There is something for all of us in this transformation and it offers us an extraordinary opportunity to do it consciously. When you choose to pay attention to your experience and consciously focus on it, you are not only doing your own healing work, you are healing ancestral trauma, the trauma that has been carried down through family lines.

This is the time to learn to choose what you want in life. To move away from your reactive patterns, to learn to sit back, metaphorically and physically and observe. To be able to sit in your chair, in your back body, in a neutral position, back into the chair, feet on the ground, feeling the stability in your body and not lean forward and react. To learn to observe and watch as a wise elder would and then choose which course to take. You don’t have the high energy lots of of estrogen brings anymore, so taking care of your energy is so important. You don’t have to go in and react and clean up every mess. The lesson here is learning to put your needs first which means sitting back and watching. The thing is when we sit back and watch, we often have a clearer view of what is actually going on and we make better choices every time.

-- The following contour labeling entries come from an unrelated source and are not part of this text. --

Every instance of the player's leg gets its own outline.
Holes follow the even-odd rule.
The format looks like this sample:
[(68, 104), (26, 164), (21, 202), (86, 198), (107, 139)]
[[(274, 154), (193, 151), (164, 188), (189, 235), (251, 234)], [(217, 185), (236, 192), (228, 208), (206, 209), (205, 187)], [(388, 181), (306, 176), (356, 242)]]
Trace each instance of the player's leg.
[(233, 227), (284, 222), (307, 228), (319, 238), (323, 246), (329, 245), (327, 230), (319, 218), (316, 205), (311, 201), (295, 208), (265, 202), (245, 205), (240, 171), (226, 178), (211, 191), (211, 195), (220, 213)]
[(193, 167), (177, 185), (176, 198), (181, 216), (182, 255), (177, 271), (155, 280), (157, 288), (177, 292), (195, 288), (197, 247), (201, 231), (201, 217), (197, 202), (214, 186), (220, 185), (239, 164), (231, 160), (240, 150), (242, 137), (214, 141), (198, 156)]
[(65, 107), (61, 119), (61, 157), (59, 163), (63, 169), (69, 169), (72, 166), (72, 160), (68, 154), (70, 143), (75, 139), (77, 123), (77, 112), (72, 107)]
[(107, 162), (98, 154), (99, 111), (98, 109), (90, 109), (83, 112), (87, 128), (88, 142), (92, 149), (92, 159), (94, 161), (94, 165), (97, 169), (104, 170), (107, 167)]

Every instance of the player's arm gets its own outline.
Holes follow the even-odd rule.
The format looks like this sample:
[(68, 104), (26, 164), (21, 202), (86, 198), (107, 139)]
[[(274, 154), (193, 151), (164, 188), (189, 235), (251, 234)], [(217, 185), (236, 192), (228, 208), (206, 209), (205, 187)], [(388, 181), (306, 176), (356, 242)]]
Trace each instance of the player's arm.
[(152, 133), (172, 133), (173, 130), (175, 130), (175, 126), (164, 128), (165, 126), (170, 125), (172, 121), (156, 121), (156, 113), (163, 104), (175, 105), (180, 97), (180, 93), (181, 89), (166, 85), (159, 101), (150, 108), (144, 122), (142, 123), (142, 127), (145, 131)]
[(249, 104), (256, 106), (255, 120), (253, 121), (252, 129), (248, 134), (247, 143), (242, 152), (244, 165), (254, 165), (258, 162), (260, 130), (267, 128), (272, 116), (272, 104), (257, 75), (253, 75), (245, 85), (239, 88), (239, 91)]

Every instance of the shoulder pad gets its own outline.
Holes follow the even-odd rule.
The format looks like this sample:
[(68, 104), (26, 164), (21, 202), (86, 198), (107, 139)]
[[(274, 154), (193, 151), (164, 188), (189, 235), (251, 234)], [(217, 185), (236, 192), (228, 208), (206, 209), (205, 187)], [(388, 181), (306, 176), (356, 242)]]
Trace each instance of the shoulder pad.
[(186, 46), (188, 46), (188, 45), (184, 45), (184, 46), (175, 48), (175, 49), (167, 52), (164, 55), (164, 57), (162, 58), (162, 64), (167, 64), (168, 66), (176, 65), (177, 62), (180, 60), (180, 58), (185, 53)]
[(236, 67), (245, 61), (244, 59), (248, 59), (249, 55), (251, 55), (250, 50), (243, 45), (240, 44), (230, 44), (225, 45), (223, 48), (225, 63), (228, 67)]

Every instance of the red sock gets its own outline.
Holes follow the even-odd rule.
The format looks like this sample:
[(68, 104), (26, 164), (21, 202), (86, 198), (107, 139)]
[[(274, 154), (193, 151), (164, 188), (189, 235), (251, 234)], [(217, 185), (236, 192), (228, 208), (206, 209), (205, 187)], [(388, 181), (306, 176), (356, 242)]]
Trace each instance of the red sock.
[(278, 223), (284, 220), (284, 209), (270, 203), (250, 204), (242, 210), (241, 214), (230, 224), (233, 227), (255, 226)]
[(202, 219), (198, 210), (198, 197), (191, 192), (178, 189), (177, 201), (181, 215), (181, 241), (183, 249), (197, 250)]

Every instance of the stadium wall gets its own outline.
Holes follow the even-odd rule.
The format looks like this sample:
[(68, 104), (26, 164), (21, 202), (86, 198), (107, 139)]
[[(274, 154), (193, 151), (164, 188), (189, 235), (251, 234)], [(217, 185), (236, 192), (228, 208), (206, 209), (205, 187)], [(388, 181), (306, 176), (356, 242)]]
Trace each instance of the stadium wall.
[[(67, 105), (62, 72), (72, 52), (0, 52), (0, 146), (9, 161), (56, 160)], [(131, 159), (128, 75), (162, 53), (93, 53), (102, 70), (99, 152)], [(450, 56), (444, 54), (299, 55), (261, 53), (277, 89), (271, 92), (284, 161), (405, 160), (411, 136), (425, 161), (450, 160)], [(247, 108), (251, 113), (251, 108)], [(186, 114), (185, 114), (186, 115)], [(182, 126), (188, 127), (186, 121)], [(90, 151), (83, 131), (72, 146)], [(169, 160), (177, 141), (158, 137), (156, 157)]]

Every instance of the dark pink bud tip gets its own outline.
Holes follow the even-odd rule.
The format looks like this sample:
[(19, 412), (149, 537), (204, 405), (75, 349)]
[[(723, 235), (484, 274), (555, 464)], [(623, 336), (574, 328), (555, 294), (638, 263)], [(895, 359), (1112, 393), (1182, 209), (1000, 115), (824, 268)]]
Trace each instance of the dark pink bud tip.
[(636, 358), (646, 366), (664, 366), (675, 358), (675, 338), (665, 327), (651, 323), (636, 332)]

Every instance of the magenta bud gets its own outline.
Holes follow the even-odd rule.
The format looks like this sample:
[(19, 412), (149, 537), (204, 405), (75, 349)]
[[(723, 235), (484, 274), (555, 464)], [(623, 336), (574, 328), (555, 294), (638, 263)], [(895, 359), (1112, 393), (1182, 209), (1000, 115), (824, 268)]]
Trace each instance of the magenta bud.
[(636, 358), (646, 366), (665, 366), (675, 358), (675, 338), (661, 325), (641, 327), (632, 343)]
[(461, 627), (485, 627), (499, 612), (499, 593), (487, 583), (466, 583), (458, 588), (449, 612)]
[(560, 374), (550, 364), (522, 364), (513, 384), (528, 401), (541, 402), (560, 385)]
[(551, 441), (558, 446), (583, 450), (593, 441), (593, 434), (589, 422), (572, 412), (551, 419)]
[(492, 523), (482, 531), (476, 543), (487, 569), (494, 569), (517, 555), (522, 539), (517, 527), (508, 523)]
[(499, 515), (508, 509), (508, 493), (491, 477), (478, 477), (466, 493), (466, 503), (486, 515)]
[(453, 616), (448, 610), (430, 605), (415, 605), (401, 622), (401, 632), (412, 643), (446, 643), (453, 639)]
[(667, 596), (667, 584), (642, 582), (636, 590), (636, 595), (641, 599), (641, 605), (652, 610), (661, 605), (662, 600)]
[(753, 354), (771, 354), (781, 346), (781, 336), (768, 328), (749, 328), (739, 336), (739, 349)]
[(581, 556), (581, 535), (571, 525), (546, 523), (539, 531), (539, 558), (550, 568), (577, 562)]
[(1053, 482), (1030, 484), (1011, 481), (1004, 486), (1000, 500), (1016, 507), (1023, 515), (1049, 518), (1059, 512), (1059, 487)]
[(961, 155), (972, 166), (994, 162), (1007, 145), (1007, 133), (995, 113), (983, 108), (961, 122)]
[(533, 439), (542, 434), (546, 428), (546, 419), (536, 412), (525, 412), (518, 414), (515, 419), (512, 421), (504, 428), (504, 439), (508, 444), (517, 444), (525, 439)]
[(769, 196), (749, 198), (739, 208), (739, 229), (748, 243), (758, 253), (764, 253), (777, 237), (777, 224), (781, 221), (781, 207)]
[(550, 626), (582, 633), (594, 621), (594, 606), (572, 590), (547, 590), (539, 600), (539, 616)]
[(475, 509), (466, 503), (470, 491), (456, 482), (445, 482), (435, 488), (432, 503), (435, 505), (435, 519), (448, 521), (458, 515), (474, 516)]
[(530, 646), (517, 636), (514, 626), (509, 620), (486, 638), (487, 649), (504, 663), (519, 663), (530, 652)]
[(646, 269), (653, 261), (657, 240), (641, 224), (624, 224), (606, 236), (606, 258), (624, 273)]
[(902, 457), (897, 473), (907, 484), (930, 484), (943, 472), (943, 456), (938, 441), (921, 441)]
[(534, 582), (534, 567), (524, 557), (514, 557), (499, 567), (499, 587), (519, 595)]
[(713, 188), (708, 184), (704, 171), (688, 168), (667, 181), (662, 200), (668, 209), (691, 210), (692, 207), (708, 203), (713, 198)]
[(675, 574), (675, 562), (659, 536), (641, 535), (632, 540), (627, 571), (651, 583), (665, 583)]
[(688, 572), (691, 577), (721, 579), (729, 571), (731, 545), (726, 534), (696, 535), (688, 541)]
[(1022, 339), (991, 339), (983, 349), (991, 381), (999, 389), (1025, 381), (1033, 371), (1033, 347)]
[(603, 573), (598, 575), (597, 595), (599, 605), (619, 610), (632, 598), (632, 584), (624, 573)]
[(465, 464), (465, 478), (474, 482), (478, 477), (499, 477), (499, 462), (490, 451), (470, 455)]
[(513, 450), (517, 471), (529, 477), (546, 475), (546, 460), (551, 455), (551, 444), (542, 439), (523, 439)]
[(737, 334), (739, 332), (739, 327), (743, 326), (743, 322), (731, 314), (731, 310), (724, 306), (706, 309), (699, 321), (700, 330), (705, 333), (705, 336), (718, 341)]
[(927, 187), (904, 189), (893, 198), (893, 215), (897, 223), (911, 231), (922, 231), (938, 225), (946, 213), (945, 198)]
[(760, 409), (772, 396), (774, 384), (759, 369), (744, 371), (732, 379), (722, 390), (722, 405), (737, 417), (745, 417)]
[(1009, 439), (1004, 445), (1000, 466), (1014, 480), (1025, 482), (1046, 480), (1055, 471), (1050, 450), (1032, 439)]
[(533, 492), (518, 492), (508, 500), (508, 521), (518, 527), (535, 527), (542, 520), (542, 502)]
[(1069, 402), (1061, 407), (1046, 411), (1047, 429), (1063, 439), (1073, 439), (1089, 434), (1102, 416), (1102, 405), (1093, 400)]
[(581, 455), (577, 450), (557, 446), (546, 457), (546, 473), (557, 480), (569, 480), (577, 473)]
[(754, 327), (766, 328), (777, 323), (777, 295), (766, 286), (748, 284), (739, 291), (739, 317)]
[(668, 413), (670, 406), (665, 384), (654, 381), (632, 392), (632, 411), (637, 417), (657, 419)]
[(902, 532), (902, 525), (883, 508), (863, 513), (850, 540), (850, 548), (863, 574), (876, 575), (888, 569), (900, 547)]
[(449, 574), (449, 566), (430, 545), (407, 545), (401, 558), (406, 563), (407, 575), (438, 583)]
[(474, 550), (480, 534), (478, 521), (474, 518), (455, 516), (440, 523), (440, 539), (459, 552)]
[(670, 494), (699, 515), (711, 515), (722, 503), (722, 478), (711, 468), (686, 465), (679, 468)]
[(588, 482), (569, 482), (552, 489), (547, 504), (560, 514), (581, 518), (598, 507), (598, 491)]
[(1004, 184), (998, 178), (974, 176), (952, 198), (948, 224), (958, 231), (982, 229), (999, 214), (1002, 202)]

Once you move through this, you are naturally drawn to pursue more meaning and purpose in your life in everything that you do. Whether it is your work, your hobbies, the relationships in your life. This is because our purpose is to be our most authentic selves, lead from the our soul, and every aspect of our life wants to align with that. Because after going through the reckoning and initiation we can be nothing else but ourselves.

How freeze physiology in our nervous system can impact our self-confidence

Freeze physiology in our nervous system can manifest in many different ways. Many of us walk around every day in a state of functional freeze. I did for a very long time. We often think of freeze as flat but that is often not the case. What we can see in freeze is a permanent state of contraction. Just like we see a snail or turtle moved into its protective shell when it feels threatened, the human body can move into a contracted posture when placed in a situation that evokes fear.

Freeze can be a stuck startle response or stuck fight and flight energy. Imagine all the times when you have been startled by something that you have seen and never got to discharge that energy. That response gets frozen in your system. It doesn't matter what the story of the situation is, it is something that overwhelmed us that was too much, too fast, too soon for our nervous system, or maybe too little for too long.

As the years go by, we absorb and adjust to this physiology so we can function well in life. However it can come at the expense of certain characteristics that we might like to develop. Like Self-Confidence. Why is this so hard? Well it has a little to do with the qualities of expansion and contraction.

Confidence is an expansive quality. It allows us to stand up for ourselves, speak more freely and take actions we might not take in other circumstances. However it is hard to expand when we have a contracted position stuck within. It needs the qualities of openness to emerge and stay available to us.

Sometimes we do a lot of mindset work to feel more confident. Sometimes a lot of exercise helps us to feel better in our body, more connected to it and more confident. However when we don't do the work on our nervous system, these benefits don't stick around. We wonder why, what is happening why is my confidence really up and down. Well it is normal to have up and down moments in life, but if we don't work on the functional freeze, the patterns of contraction in our nervous system keep pulling us back. Just like the turtle or the snail we contract back hard into our shell under a situation that stimulates the fear response. Sometimes this is why some of us cannot speak up in meetings or for something we care about when the stakes are high.

It can also impact us in our relationships, being able to speak up for what we desire most in life. In our dating life, it helps us so much to be able to ask for what we want in relationships. In our work life it helps us in so many ways move towards work that supports us and nourishes us, that allows us to feel confident to be our authentic selves.